“Did you write, ‘Sometimes you have to break their spirit to rebuild them properly’?”

“I don’t remember the exact wording.”

“Did you write, ‘Fear works when affection fails’?”

“I was venting.”

“Did you write, ‘Darkness teaches reflection’?”

Marsha said nothing.

Wendell stepped closer. “Mrs. Edwards, did you tell your son his father would stop loving him if he disclosed punishments at your mother’s home?”

“No.”

“Did you ever tell him he was bad?”

“All parents correct their children.”

“That is not an answer.”

She looked toward the judge. “I was doing my best.”

Wendell’s voice sharpened for the first time. “Your best involved a shed with a chain.”

The silence in the courtroom afterward felt like judgment before judgment.

Judge Higgins’s ruling came the next morning in a written order read aloud in summary. Full legal and physical custody to William. No contact for Marsha pending criminal proceedings and future review only under conditions so strict they bordered on impossible.

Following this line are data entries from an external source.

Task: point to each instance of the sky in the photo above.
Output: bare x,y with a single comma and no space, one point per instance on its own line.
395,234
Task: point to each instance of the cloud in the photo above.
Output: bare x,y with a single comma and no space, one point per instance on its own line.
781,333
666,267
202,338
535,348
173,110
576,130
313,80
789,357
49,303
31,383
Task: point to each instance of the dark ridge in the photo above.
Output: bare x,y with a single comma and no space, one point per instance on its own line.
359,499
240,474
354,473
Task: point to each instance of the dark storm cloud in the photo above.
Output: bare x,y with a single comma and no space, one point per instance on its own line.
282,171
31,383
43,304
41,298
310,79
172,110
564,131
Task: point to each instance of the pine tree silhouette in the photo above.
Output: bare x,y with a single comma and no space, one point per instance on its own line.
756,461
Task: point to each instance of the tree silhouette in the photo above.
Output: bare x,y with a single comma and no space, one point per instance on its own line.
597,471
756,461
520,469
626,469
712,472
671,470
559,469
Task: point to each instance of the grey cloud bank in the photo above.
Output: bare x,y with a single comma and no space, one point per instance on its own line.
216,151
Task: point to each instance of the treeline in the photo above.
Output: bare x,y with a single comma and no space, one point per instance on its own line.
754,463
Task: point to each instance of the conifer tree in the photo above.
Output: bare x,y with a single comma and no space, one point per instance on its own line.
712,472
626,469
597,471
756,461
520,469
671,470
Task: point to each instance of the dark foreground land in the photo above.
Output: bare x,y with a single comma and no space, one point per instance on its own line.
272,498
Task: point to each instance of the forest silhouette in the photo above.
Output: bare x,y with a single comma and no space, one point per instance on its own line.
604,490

The order described the evidence of abuse as overwhelming and Marsha’s explanations as not credible.

Outside the courthouse, cameras waited. William gave one statement because he understood now that narrative vacuum always filled with harmful substitutes.

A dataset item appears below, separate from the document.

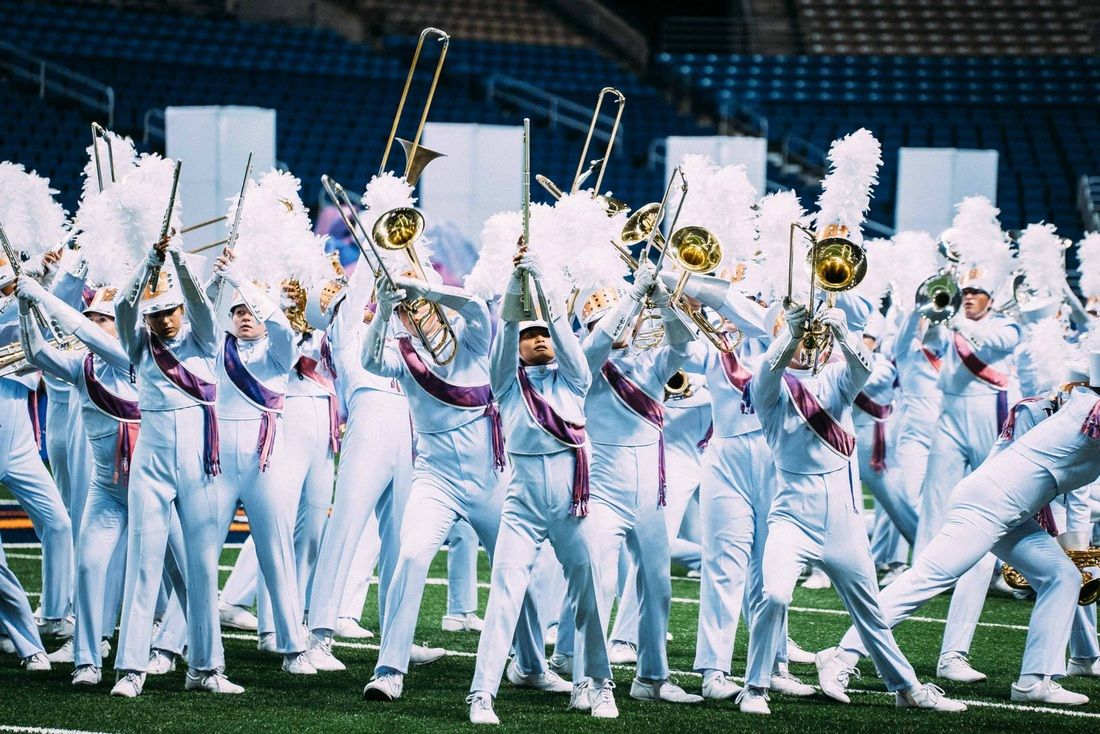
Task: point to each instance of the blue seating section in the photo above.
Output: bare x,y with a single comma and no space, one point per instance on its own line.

“Children are not made stronger by terror,” he said. “What happened to my son was abuse, not discipline. If this case changes how one adult listens to a frightened child, then some good can come from what he endured.”

He did not answer questions about Marsha personally. He did not look at her as she was led to a separate exit.

The criminal trial began in September and stretched three weeks under relentless public attention. It was no longer just about one family. By then investigators had identified additional adults who said they had been abused by Sue decades earlier and at least three parents who believed their children had suffered while in her informal care. Not every allegation could be charged. Memory and evidence had eroded across years. But enough remained to paint a devastating pattern.

The prosecution leaned into that pattern.